Leon Osman, a stalwart of his Everton dressing room during his years at Goodison Park, made a telling observation as he remarked to BBC Radio 5 live after the midweek loss at Middlesbrough: “He even sounds resigned and defeated in his voice at the moment.
“I have worked with him when he had a lot of fire in his belly and you could see it in his eyes. A caller has told us he was sitting down and letting Robbie Stockdale do the talking.
“When I played under him, David Moyes was the one on the sidelines. David Moyes was the one with his eyes popping out of his head, screaming and pointing at you. At the moment he seems to be taking a backward step.”
Moyes was hurt by his failure, and indeed his treatment, at Old Trafford when a six-year contract was cut spectacularly short. He was unsuccessful in his short-lived move to Spain and now has suffered the ignominy of relegation.

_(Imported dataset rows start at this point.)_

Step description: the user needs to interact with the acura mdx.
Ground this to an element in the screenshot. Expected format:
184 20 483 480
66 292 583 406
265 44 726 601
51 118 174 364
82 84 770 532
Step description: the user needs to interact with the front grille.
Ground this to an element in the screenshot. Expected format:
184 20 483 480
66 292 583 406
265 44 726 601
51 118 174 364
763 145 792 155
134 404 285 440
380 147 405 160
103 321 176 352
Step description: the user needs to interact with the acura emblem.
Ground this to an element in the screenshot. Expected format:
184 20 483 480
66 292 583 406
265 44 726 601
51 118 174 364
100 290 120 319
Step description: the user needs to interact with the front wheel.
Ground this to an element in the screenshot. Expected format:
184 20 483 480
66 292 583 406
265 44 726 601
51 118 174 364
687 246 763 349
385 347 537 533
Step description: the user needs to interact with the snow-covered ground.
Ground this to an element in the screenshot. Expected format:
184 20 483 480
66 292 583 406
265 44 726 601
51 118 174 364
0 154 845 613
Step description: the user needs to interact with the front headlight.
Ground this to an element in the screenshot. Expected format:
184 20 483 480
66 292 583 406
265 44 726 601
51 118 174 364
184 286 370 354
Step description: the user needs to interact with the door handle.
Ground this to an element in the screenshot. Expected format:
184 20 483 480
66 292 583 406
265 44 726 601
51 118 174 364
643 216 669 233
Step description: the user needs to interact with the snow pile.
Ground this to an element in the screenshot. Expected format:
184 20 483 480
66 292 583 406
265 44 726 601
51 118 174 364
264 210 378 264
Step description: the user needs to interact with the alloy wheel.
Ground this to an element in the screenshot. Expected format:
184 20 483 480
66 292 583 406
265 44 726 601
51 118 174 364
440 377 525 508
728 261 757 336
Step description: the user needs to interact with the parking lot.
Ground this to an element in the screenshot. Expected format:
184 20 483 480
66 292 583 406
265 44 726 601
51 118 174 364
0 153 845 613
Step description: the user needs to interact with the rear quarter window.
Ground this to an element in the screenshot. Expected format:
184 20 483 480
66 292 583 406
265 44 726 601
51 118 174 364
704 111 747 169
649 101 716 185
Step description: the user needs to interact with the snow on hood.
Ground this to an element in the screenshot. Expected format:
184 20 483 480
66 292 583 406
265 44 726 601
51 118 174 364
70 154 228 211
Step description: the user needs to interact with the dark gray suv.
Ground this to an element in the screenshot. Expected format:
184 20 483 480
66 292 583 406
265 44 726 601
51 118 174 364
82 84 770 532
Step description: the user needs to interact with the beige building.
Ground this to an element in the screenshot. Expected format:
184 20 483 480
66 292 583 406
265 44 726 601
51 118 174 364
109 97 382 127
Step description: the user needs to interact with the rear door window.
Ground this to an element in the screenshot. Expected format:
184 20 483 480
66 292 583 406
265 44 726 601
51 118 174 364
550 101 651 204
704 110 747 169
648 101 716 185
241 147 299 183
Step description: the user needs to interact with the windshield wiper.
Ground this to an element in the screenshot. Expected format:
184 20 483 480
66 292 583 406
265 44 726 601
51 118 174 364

Have the fires of passion that drove him before the torture of his time at Manchester United been extinguished? Is the 54-year-old suddenly a manager out of his time, still reliant on tried and trusted methods and a transfer strategy that have been overtaken?
Moyes is a proud manager who stands by his record throughout his career, despite the recent downturn.
He is now, however, a manager who must rebuild his badly damaged stature in the Championship – if he gets the chance. The fall from grace is complete.